Halleck and Lincoln wanted Grant to unite his army with General Banks's Army of the Gulf for a joint attack on Port Hudson, followed by a combined attack on Vicksburg, or vice versa. In such a case Banks would outrank Grant and take command. But the two hundred river miles between the two armies and the logistical nightmare of trying to unite and supply them—plus, probably, Grant's disinclination to yield command of the enterprise to Banks—prevented any joint effort. After crossing the Mississippi, Grant cut loose from the river. His troops lived mainly off the land for the next three weeks until they could fight their way back to Vicksburg and make contact again with their riverborne supplies. During those three weeks, Grant's men marched 130 miles, fought and won five battles against separate forces that, if combined, would have been nearly as large as Grant's own, and penned the Confederates up in the Vicksburg defenses.

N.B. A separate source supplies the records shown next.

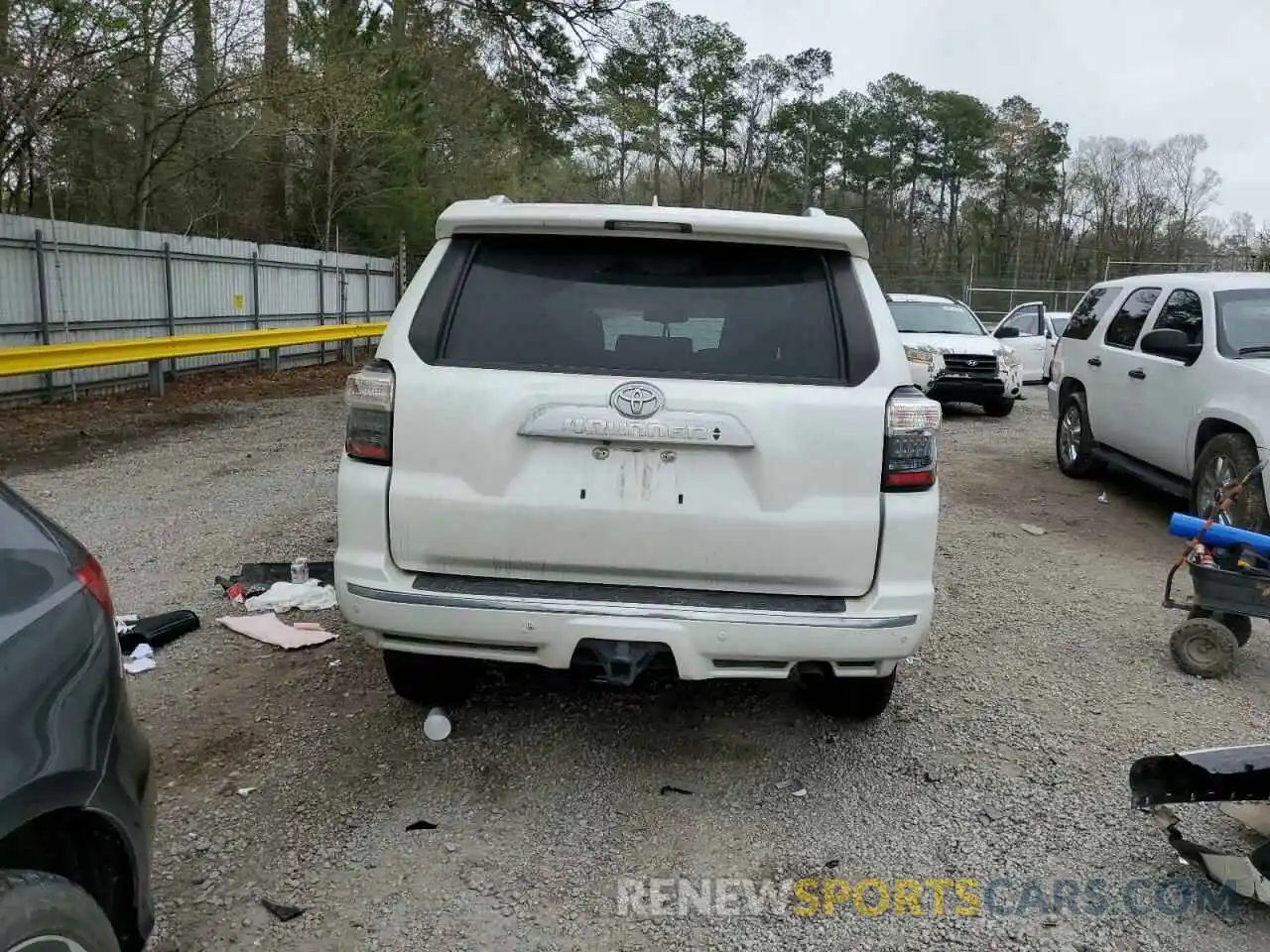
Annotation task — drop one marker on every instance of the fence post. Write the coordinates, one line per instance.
(255, 315)
(169, 298)
(321, 306)
(42, 285)
(347, 345)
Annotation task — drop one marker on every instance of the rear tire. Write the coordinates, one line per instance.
(431, 680)
(1239, 625)
(1074, 439)
(998, 407)
(1230, 456)
(1205, 648)
(37, 904)
(851, 698)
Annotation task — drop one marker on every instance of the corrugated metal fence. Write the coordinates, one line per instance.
(66, 282)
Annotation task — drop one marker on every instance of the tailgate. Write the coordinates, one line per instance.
(639, 412)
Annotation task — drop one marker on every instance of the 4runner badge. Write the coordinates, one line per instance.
(638, 400)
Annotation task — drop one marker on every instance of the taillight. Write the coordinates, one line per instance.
(368, 395)
(910, 456)
(94, 580)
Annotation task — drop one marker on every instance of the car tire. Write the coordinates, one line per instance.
(1239, 625)
(1074, 439)
(1230, 454)
(1205, 648)
(35, 905)
(851, 698)
(431, 680)
(1000, 407)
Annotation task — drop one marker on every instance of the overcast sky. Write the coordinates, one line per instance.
(1133, 68)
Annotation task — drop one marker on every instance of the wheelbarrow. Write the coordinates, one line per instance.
(1229, 592)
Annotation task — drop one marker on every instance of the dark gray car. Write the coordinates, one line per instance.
(76, 800)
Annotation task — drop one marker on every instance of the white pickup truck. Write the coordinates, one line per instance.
(1167, 376)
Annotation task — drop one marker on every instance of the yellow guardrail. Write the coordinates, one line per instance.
(44, 358)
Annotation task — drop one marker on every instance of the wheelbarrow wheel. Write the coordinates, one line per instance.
(1205, 648)
(1239, 625)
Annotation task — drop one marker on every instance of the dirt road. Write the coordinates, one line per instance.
(1005, 756)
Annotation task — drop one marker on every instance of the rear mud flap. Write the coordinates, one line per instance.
(1238, 778)
(619, 661)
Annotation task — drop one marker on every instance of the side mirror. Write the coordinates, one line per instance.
(1170, 343)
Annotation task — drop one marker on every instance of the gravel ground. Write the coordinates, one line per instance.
(1005, 754)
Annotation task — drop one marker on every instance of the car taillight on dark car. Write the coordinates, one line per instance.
(94, 580)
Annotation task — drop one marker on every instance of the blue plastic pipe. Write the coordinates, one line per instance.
(1216, 535)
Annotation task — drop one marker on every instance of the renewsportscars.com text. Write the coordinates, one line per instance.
(911, 896)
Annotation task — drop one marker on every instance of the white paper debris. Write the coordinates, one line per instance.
(273, 631)
(286, 595)
(143, 658)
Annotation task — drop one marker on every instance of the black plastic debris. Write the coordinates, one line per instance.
(1236, 777)
(281, 911)
(1202, 775)
(158, 630)
(262, 575)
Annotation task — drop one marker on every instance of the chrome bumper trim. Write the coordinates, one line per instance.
(627, 610)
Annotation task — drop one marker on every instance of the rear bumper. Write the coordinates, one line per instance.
(1052, 398)
(867, 639)
(126, 796)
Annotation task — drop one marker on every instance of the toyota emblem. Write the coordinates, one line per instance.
(638, 400)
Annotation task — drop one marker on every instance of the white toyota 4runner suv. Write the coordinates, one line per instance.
(952, 354)
(611, 436)
(1167, 376)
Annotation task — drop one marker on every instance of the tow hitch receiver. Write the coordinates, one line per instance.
(620, 662)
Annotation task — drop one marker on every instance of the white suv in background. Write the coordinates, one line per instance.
(1037, 338)
(1167, 376)
(612, 436)
(952, 357)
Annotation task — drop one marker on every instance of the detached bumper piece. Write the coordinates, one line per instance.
(1236, 777)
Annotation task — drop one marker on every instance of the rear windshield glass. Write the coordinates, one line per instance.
(647, 306)
(934, 317)
(1243, 317)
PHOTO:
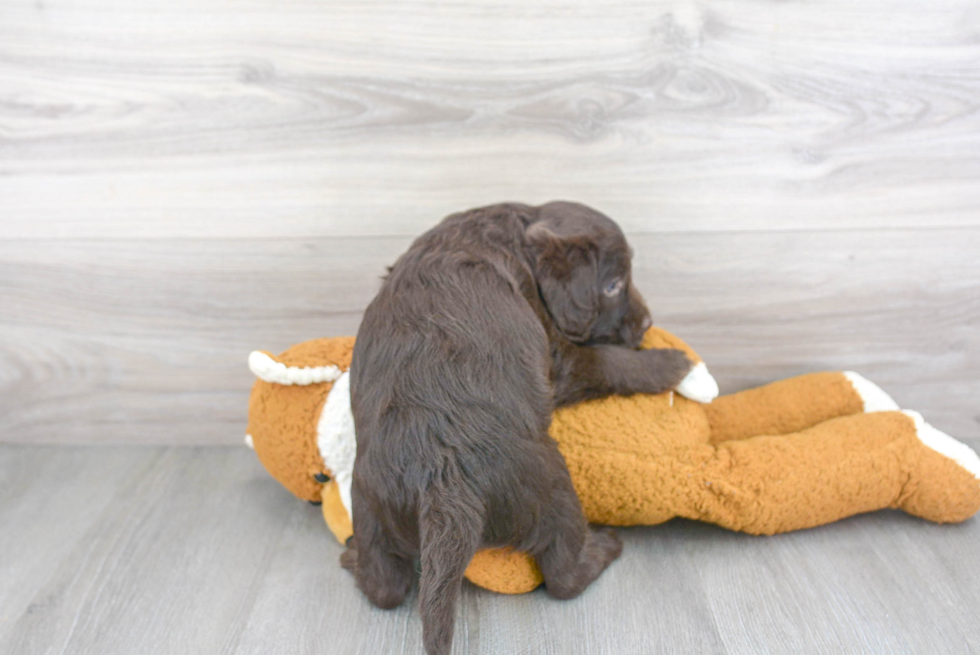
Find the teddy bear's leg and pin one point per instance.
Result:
(841, 467)
(794, 404)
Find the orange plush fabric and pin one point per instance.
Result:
(789, 455)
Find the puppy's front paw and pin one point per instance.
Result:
(667, 367)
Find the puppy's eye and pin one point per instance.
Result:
(614, 287)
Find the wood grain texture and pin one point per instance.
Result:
(308, 119)
(146, 341)
(121, 550)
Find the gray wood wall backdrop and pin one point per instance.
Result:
(184, 181)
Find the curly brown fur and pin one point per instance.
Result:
(487, 323)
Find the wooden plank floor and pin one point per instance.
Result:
(136, 549)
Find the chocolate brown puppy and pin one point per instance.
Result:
(488, 322)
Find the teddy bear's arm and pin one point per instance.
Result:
(787, 406)
(505, 571)
(841, 467)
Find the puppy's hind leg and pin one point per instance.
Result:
(450, 528)
(576, 554)
(383, 576)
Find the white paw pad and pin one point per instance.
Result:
(874, 397)
(699, 385)
(944, 444)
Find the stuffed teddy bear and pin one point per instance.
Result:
(792, 454)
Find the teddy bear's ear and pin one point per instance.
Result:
(268, 368)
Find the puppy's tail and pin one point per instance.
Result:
(450, 530)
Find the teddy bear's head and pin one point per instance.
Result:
(299, 423)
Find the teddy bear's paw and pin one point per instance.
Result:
(699, 385)
(874, 397)
(944, 444)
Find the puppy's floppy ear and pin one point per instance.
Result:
(566, 270)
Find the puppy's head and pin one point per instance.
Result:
(582, 265)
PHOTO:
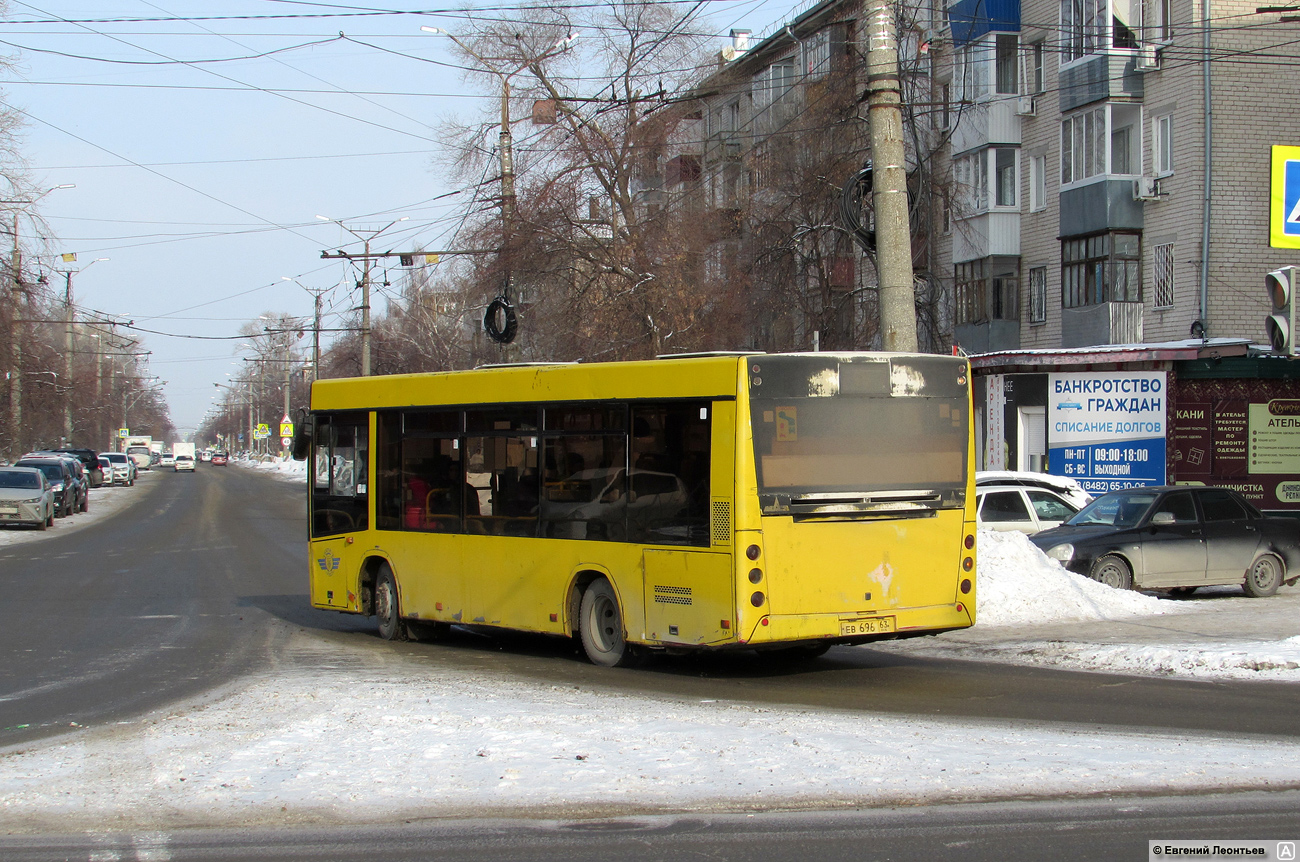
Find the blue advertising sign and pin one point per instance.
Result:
(1106, 429)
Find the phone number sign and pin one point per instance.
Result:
(1106, 429)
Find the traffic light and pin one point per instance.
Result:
(1281, 324)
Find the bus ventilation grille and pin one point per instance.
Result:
(722, 523)
(672, 594)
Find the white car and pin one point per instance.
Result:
(26, 497)
(124, 468)
(1062, 485)
(1015, 507)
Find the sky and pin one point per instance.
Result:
(475, 743)
(200, 182)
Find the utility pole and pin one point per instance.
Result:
(16, 343)
(889, 181)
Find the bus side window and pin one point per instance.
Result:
(668, 489)
(339, 498)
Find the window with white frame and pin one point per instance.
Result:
(1083, 144)
(1031, 69)
(1162, 144)
(1038, 294)
(1005, 50)
(1005, 177)
(973, 64)
(1162, 274)
(1155, 20)
(817, 53)
(1038, 183)
(1083, 24)
(971, 174)
(1100, 269)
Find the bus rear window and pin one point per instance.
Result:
(889, 428)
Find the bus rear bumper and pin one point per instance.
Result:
(861, 628)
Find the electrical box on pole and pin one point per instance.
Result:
(1281, 323)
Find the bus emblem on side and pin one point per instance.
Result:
(787, 424)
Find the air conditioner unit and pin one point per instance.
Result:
(1148, 57)
(1147, 189)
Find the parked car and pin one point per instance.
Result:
(90, 460)
(1028, 510)
(1177, 538)
(124, 468)
(1062, 485)
(63, 480)
(26, 497)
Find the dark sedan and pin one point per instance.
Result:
(1177, 538)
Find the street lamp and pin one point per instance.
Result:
(365, 285)
(68, 347)
(14, 291)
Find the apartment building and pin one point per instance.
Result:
(1088, 133)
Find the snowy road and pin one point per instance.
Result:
(351, 733)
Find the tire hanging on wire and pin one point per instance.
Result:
(499, 320)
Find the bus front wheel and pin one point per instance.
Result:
(386, 609)
(601, 626)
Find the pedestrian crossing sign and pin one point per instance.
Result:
(1285, 199)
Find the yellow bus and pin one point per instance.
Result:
(774, 502)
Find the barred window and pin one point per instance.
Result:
(1162, 276)
(987, 289)
(1038, 295)
(1103, 268)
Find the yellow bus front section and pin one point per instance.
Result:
(858, 580)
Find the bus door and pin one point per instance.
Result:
(339, 507)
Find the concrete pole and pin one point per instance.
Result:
(68, 359)
(365, 313)
(889, 181)
(16, 342)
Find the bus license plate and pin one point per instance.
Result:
(872, 626)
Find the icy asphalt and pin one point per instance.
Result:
(338, 739)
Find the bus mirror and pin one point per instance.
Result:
(303, 438)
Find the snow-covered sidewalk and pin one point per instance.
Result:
(350, 744)
(341, 737)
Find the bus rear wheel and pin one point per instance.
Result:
(601, 627)
(386, 605)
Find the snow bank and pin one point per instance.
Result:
(1021, 585)
(289, 471)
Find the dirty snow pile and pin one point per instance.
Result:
(287, 470)
(1021, 585)
(345, 744)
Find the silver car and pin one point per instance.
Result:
(124, 468)
(26, 497)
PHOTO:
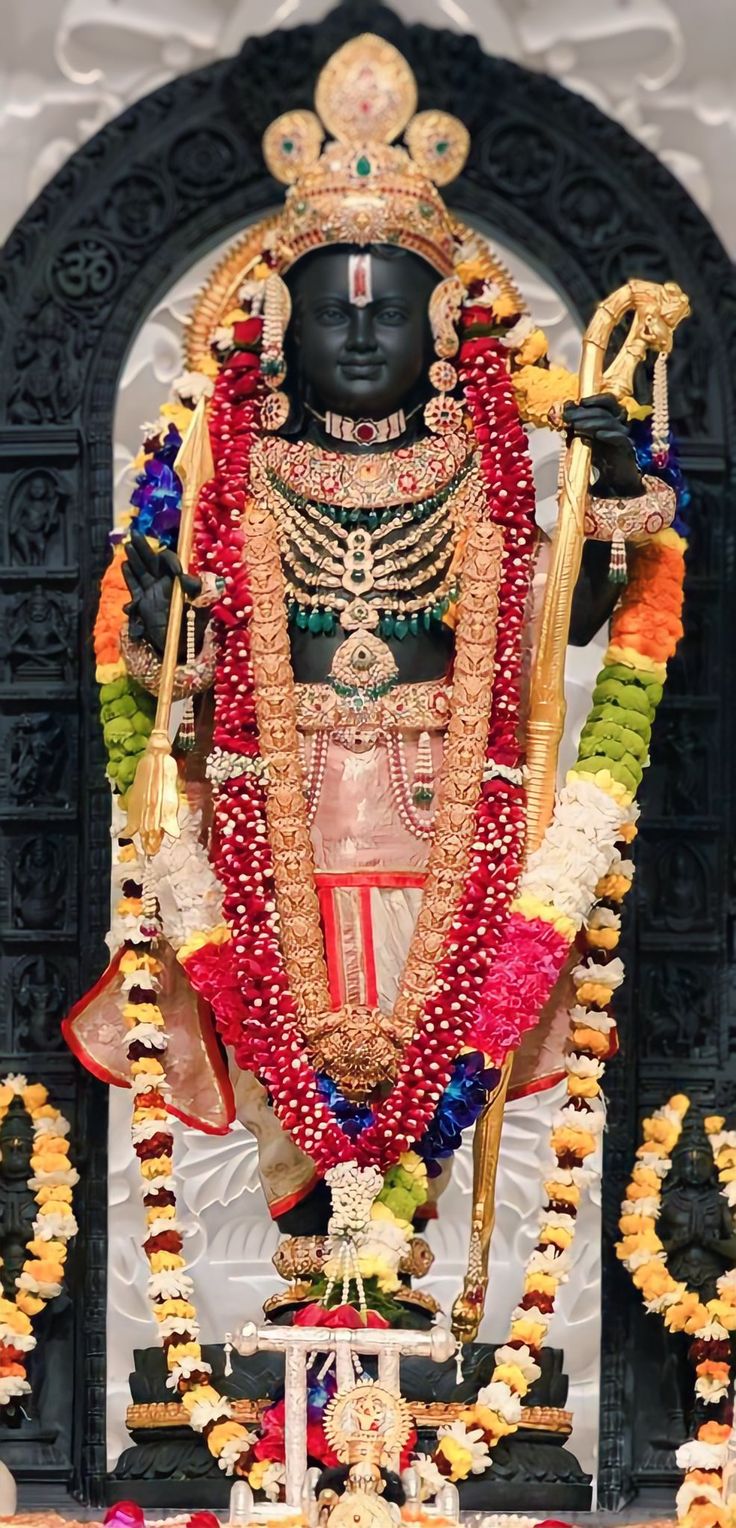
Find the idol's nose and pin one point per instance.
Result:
(362, 335)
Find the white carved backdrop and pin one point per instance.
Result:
(231, 1238)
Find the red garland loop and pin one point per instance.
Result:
(246, 980)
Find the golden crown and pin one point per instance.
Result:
(361, 187)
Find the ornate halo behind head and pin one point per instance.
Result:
(365, 90)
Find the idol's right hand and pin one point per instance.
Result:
(150, 578)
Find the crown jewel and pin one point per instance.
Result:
(359, 187)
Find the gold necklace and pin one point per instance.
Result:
(356, 1045)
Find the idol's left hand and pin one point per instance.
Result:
(602, 424)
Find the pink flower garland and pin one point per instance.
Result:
(245, 980)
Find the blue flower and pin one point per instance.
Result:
(460, 1105)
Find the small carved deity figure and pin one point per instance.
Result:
(34, 515)
(38, 636)
(17, 1206)
(700, 1239)
(40, 998)
(37, 746)
(38, 887)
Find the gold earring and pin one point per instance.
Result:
(443, 414)
(277, 310)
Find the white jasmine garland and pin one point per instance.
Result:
(521, 1357)
(232, 1450)
(472, 1440)
(205, 1412)
(695, 1455)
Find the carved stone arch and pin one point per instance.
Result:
(115, 226)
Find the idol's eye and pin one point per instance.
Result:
(330, 314)
(393, 314)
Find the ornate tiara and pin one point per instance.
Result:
(361, 187)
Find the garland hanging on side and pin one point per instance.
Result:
(41, 1276)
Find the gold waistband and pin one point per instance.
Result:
(405, 708)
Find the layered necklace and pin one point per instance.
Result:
(361, 563)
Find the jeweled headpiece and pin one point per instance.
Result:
(361, 187)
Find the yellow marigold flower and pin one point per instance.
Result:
(35, 1096)
(652, 1279)
(492, 1421)
(222, 1434)
(533, 347)
(51, 1249)
(539, 1284)
(185, 1349)
(564, 1192)
(555, 1236)
(602, 938)
(687, 1314)
(200, 1392)
(164, 1212)
(645, 1178)
(55, 1204)
(156, 1168)
(147, 1067)
(31, 1304)
(257, 1473)
(613, 887)
(510, 1374)
(632, 1224)
(130, 961)
(579, 1142)
(457, 1456)
(165, 1261)
(14, 1317)
(184, 1310)
(680, 1102)
(663, 1133)
(529, 1331)
(60, 1192)
(45, 1270)
(584, 1087)
(51, 1146)
(142, 1013)
(196, 942)
(539, 388)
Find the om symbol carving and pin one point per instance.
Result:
(86, 271)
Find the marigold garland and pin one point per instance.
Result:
(54, 1226)
(591, 818)
(710, 1324)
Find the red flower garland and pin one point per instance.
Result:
(246, 980)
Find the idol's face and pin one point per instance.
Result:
(362, 358)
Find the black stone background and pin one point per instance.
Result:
(124, 217)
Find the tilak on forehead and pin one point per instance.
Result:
(359, 278)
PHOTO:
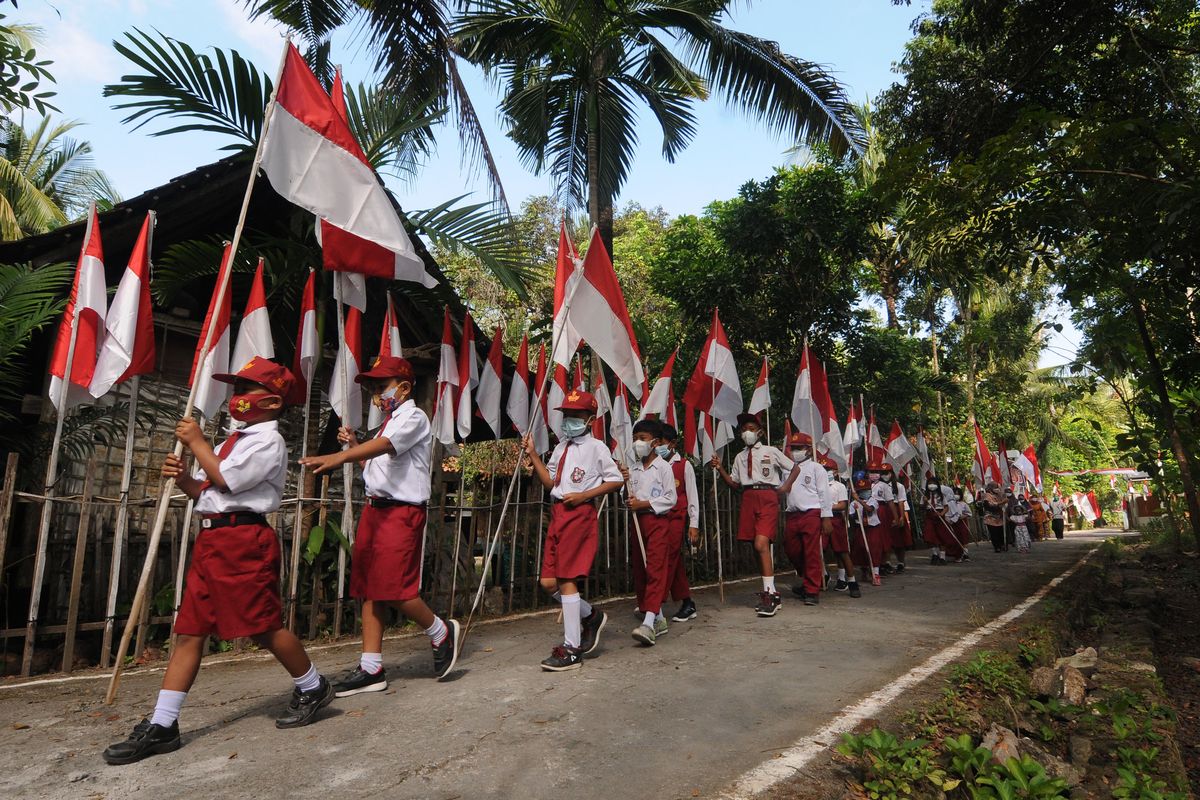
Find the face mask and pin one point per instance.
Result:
(574, 427)
(247, 408)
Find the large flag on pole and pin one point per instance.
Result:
(594, 310)
(760, 401)
(444, 401)
(85, 312)
(211, 395)
(487, 396)
(311, 158)
(129, 347)
(255, 331)
(468, 376)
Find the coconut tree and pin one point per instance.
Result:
(576, 73)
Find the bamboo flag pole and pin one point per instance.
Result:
(52, 468)
(165, 486)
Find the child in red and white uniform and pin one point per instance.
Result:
(684, 519)
(652, 498)
(760, 471)
(809, 518)
(385, 563)
(580, 470)
(232, 589)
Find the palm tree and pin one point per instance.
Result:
(574, 73)
(46, 178)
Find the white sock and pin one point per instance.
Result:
(310, 680)
(437, 632)
(166, 710)
(371, 662)
(573, 629)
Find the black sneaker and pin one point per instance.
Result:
(563, 657)
(145, 740)
(592, 625)
(360, 681)
(767, 605)
(445, 655)
(304, 705)
(687, 612)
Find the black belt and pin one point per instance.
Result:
(232, 519)
(389, 503)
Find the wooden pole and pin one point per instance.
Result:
(139, 597)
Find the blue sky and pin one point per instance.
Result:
(858, 40)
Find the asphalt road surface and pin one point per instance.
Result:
(684, 719)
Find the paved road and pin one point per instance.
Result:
(713, 699)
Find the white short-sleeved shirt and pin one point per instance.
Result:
(253, 473)
(810, 489)
(653, 482)
(588, 464)
(771, 465)
(405, 474)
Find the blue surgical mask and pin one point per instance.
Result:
(574, 427)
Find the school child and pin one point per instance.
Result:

Lincoln had finally found a general who could march his army as fast and light as the enemy. The president was delighted by a tongue-in-cheek letter he received from Elihu Washburne, who traveled with Grant for part of the campaign. "I am afraid Grant will have to be reproved for want of style," wrote Washburne. "On this whole march for five days he has had neither a horse nor an orderly or servant, a blanket or overcoat or clean shirt, or even a sword. . . . His entire baggage consists of a tooth-brush." After driving the enemy into the Vicksburg fortifications, Grant ordered attacks on May 19 and 22. They were repulsed, but the Federals tightened their grip and Vicksburg's surrender seemed only a matter of time. "Whether Gen. Grant shall or shall not consummate the capture of Vicksburg," wrote Lincoln on May 26, "his campaign from the beginning of this month up to the twenty second day of it, is one of the most brilliant in the world."